-Re: Znodes are really wait-free objects?
Ted Dunning 2012-12-10, 17:58
Wait-free means that from the user's point of view, all operations will
proceed or fail immediately. Synchronization internal to the server to
ensure coherent memory access doesn't really apply here.
The point is that ZK is not a lock manager and there is no corollary to a
wait operation. This is extremely important because locks encourage
timeout designs which are notoriously unreliable (at least in expectation
when implemented by normal human engineers).

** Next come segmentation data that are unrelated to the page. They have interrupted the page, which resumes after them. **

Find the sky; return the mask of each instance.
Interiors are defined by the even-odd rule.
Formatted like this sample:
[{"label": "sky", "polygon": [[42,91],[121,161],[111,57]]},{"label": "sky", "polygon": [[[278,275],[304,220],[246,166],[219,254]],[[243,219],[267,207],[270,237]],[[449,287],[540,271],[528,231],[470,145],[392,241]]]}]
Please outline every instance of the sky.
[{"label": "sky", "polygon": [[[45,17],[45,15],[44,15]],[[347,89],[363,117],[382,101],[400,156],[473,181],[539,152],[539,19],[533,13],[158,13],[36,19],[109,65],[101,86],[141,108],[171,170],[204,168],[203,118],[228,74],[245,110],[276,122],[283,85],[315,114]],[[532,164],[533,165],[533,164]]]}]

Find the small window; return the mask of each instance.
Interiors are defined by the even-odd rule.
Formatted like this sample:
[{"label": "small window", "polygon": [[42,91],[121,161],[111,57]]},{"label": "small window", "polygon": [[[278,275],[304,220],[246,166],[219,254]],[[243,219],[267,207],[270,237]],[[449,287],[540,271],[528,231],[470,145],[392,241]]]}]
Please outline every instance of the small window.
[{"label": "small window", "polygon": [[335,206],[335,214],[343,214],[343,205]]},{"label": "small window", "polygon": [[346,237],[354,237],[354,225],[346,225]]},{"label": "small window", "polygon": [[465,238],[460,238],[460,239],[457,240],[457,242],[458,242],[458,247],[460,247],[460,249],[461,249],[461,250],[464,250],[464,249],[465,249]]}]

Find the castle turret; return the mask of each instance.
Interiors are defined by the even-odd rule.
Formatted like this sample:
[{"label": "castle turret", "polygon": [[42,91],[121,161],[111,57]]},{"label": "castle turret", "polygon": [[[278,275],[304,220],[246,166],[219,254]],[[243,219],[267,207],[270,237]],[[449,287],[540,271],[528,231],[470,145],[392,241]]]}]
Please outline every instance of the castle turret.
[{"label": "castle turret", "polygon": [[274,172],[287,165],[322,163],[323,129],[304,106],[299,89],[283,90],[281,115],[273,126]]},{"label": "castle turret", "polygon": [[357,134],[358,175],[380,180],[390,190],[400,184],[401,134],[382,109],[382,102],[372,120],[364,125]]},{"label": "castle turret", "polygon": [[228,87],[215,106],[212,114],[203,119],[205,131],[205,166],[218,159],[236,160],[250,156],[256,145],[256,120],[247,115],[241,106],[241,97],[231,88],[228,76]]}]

The high level operations that have to happen are, roughly,
a) the node receiving your request gets the request and validates that it
appears well formed.
b) if the request is a read operation, it is satisfied by direct access to
c) if the request is a write operation, it is forwarded to the master
d) the master looks at memory and the queue to decide if this operation
will succeed or fail
e) if the operation will fail, the failure is returned
f) if the operation will succeed, then it is converted to an idempotent
operation and sent to the rest of the cluster for committing
g) once a quorum commits the operation, success is returned
h) if a quorum fails to commit the operation in time, failure is returned
This is a moderately long list, but nothing here has any long lived locks
or much chance for starvation. That leads to the claim that all operations
are lock-less from the user point of view.

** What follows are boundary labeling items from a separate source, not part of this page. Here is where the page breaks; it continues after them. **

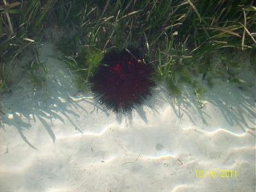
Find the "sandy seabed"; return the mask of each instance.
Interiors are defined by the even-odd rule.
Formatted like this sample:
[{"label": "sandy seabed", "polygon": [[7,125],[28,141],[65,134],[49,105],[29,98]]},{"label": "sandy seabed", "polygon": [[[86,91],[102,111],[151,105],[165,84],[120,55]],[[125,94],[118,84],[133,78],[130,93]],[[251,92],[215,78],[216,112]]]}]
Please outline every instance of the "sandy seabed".
[{"label": "sandy seabed", "polygon": [[175,99],[159,85],[118,115],[79,93],[51,43],[38,51],[45,82],[35,87],[15,68],[1,98],[1,192],[255,191],[250,72],[250,88],[216,80],[202,109],[189,86]]}]

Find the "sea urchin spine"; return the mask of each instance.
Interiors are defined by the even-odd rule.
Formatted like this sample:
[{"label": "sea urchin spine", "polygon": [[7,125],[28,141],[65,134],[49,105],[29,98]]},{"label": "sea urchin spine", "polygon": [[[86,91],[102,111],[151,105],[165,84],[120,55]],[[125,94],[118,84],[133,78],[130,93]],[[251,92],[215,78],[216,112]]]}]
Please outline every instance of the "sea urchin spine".
[{"label": "sea urchin spine", "polygon": [[100,102],[115,112],[129,112],[151,96],[153,68],[135,49],[106,54],[90,79]]}]

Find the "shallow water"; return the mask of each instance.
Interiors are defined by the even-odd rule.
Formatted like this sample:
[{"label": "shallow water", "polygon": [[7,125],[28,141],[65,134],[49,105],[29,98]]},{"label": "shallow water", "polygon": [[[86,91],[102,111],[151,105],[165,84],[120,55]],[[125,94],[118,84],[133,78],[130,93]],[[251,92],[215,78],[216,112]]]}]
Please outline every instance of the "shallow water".
[{"label": "shallow water", "polygon": [[254,191],[255,84],[216,80],[202,109],[189,86],[175,99],[159,85],[118,115],[77,90],[51,43],[39,53],[47,81],[13,72],[2,99],[1,191]]}]

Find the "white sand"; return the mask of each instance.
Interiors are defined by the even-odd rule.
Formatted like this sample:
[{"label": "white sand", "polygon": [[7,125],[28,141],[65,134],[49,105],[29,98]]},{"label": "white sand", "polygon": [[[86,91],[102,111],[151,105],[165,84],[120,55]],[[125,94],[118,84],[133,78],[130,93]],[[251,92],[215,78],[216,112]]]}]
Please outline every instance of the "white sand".
[{"label": "white sand", "polygon": [[[148,106],[120,116],[77,95],[51,44],[39,53],[47,83],[34,90],[13,71],[1,98],[1,192],[255,191],[255,85],[220,81],[202,109],[189,86],[177,100],[159,86]],[[196,178],[199,170],[237,177]]]}]

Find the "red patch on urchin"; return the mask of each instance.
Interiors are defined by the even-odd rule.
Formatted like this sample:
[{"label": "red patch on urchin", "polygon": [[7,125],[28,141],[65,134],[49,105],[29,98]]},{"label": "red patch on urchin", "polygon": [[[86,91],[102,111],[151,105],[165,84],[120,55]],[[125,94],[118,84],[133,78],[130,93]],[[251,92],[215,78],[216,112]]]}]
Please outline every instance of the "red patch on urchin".
[{"label": "red patch on urchin", "polygon": [[130,111],[151,96],[152,67],[138,50],[108,52],[90,79],[91,89],[101,103],[115,112]]}]

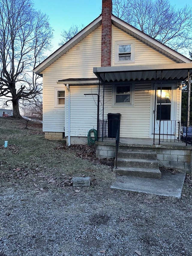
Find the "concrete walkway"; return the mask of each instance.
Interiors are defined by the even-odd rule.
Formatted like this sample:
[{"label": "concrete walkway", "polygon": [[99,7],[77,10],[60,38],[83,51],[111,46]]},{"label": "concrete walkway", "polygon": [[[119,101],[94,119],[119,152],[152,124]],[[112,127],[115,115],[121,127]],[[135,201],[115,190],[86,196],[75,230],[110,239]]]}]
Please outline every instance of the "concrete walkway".
[{"label": "concrete walkway", "polygon": [[161,179],[117,176],[111,188],[181,198],[185,173],[162,172]]}]

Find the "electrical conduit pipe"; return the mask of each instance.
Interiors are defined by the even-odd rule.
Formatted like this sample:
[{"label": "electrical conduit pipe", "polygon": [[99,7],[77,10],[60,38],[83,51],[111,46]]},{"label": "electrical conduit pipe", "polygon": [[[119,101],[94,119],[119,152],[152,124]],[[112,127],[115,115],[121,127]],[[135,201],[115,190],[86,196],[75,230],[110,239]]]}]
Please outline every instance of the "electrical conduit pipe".
[{"label": "electrical conduit pipe", "polygon": [[71,145],[70,140],[70,88],[68,83],[66,84],[67,89],[68,91],[68,146]]}]

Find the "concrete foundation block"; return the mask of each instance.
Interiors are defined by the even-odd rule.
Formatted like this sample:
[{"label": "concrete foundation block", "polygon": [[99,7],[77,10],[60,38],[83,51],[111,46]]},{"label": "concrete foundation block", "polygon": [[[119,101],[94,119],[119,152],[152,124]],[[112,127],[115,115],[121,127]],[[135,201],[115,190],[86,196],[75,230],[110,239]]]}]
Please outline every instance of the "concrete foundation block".
[{"label": "concrete foundation block", "polygon": [[174,162],[170,161],[170,167],[176,170],[184,169],[184,163],[182,162]]},{"label": "concrete foundation block", "polygon": [[46,135],[45,134],[45,139],[46,140],[51,140],[52,136],[51,135]]},{"label": "concrete foundation block", "polygon": [[188,169],[189,170],[190,170],[190,172],[191,172],[192,168],[192,164],[191,163],[184,163],[184,168],[185,170]]},{"label": "concrete foundation block", "polygon": [[170,167],[170,161],[160,161],[159,162],[159,166],[160,167],[166,167],[168,168]]},{"label": "concrete foundation block", "polygon": [[158,154],[157,155],[158,160],[164,160],[164,155],[163,154]]},{"label": "concrete foundation block", "polygon": [[59,136],[58,135],[52,135],[52,140],[59,140]]},{"label": "concrete foundation block", "polygon": [[53,131],[49,131],[49,135],[55,135],[56,132],[55,132]]},{"label": "concrete foundation block", "polygon": [[178,161],[190,162],[191,161],[191,156],[187,155],[178,155]]},{"label": "concrete foundation block", "polygon": [[171,151],[171,154],[184,155],[186,154],[186,150],[180,150],[179,149],[173,149]]},{"label": "concrete foundation block", "polygon": [[164,154],[164,159],[165,161],[177,161],[178,156],[177,155]]}]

On Mon, Dec 10, 2012 at 9:45 AM, Dmitry Kuvayskiy <
[EMAIL PROTECTED]> wrote:
> Hello all.
> The paper "ZooKeeper: Wait-free coordination for Internet-scale
> systems" claims that znodes are wait-free objects (citing: ``Our
> system, Zookeeper, hence implements an API that manipulates simple
> _wait-free_ data objects organized hierarchically as in file
> systems''). But I wonder if they are really "wait-free" (in the sense
> that "every operation has a bound on the number of steps the algorithm
> will take before the operation completes")?

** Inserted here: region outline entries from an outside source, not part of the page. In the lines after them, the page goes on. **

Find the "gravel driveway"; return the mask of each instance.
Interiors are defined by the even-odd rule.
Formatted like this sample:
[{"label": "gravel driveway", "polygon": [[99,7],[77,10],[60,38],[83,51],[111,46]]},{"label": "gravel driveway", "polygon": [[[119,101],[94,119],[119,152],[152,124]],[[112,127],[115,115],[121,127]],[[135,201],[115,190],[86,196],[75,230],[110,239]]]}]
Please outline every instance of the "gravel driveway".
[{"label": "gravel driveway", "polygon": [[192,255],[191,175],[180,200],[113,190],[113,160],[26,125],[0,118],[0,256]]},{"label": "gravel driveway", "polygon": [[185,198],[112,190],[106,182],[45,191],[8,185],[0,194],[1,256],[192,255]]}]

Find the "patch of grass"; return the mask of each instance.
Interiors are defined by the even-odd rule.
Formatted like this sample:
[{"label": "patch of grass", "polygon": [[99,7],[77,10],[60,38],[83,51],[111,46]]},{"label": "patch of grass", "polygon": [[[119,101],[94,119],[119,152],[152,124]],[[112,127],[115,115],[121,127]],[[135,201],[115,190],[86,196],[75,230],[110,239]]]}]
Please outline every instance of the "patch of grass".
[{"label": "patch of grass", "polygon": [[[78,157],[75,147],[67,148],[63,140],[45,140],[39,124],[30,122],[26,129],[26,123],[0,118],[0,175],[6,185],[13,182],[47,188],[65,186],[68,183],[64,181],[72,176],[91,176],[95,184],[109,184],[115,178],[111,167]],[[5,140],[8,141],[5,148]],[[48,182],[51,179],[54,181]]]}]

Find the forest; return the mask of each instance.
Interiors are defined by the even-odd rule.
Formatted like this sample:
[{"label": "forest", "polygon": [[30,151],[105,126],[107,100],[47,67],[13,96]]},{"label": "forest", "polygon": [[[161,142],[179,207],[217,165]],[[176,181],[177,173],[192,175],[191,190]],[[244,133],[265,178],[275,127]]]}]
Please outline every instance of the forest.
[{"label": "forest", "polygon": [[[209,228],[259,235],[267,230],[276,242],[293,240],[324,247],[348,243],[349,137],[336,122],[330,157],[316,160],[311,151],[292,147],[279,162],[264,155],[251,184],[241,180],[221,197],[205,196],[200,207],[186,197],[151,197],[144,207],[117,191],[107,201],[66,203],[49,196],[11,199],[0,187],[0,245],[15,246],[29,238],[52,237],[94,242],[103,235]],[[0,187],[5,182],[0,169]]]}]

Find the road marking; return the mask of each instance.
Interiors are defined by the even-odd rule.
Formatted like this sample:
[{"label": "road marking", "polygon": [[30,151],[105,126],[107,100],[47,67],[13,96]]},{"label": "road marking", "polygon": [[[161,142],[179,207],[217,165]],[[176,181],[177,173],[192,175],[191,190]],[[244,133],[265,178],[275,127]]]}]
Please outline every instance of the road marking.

> As far as I know, ZooKeeper uses locks (well, "synchronized" keyword)
> internally. I also cannot imagine a system that big and complex
> working only with wait-free data structures. And if we use locks
> internally, how can we state that the external interface is wait-free?
> Also, I didn't find anything about "wait-freedom" on the
> http://zookeeper.apache.org/ site. So can anyone explain a bit, what
> this "wait-free" really means and how it is implemented in the code?
> Yours sincerely,
> Dmitry Kuvayskiy